La performance moyenne des SCPI a atteint 5,30% l’an dernier, en incluant la variation du prix de la part.

SCPI

Résilience confirmée officiellement pour la pierre papier. En 2020, les sociétés civiles de placement immobilier (SCPI) ont comme prévu fait fi de la crise pour générer un taux de distribution (DVM) attractif de 4,18%, selon les statistiques Aspim-IEIF. C’est à peine moins bien que les 4,40% délivrés par ces véhicules en 2019, lorsque la conjoncture était au beau fixe. La clé de cette rémunération pérenne ? Des impayés très contenus, grâce aux efforts constants des gérants de ces fonds de la pierre papier pour recouvrer les loyers. Les locataires les plus impactés par la crise (commerçants, restaurateurs, hôteliers) ont été accompagnés, par le biais d’octrois de franchises ou de reports d’échéances, et ce dès le début de la pandémie. De manière plus anecdotique, certaines SCPI ont aussi puisé dans leurs réserves (report à nouveau) pour maintenir un bon niveau de distribution de dividende. Un geste qui traduit leur confiance en l’avenir.

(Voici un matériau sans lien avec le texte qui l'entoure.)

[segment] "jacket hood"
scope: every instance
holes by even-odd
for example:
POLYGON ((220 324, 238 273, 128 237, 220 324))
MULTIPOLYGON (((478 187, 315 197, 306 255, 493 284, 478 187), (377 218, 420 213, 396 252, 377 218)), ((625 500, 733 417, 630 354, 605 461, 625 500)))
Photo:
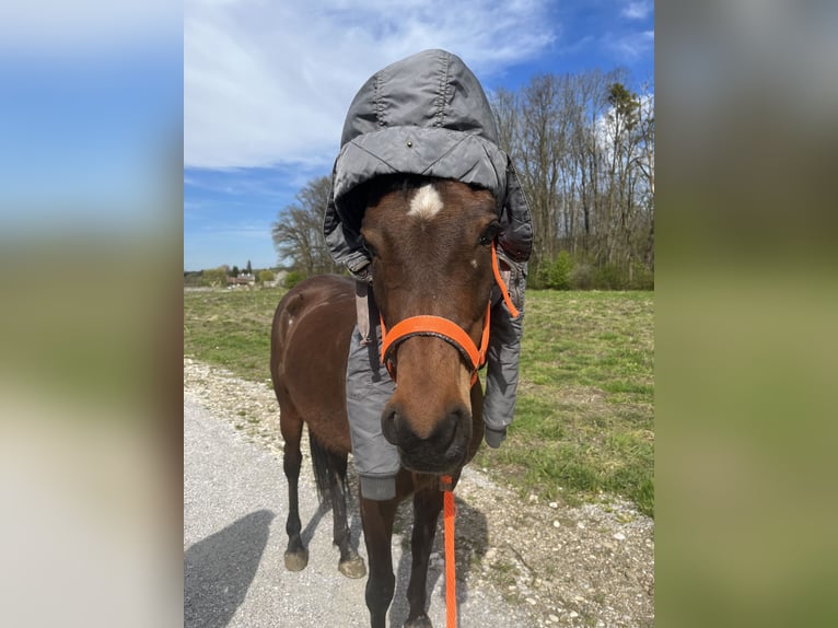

Performance globale de 5,30%

Autre motif de satisfaction pour les associés de SCPI : la variation du prix moyen de part (VPM) a progressé de 1,12% en 2020. Une évolution sensiblement identique à celle de l’année précédente (+1,20%). En réalité, les revalorisations de prix sont intervenues en début d’année, donc avant l’épidémie. Au cours du second semestre, les prix de parts sont globalement restés stables, en lien avec l’évolution moins favorable des valeurs d’expertise des actifs au 31 décembre. Au global, la performance des SCPI (DVM + VPM) atteint 5,30% en 2020, en baisse de 30 points de base. Le cataclysme annoncé en milieu d’années par les Cassandre n’a donc pas eu lieu.

Par comparaison, les OPCI grand public ont basculé dans le rouge en 2020 (-1,54%, selon l’indice IEIF OPCI), pénalisés par leur poche financière (foncières cotées, notamment). Le prix des parts a reculé de 2,87%, tandis que le rendement moyen courant de ces produits est ressorti sur des niveaux indigents (1,33%).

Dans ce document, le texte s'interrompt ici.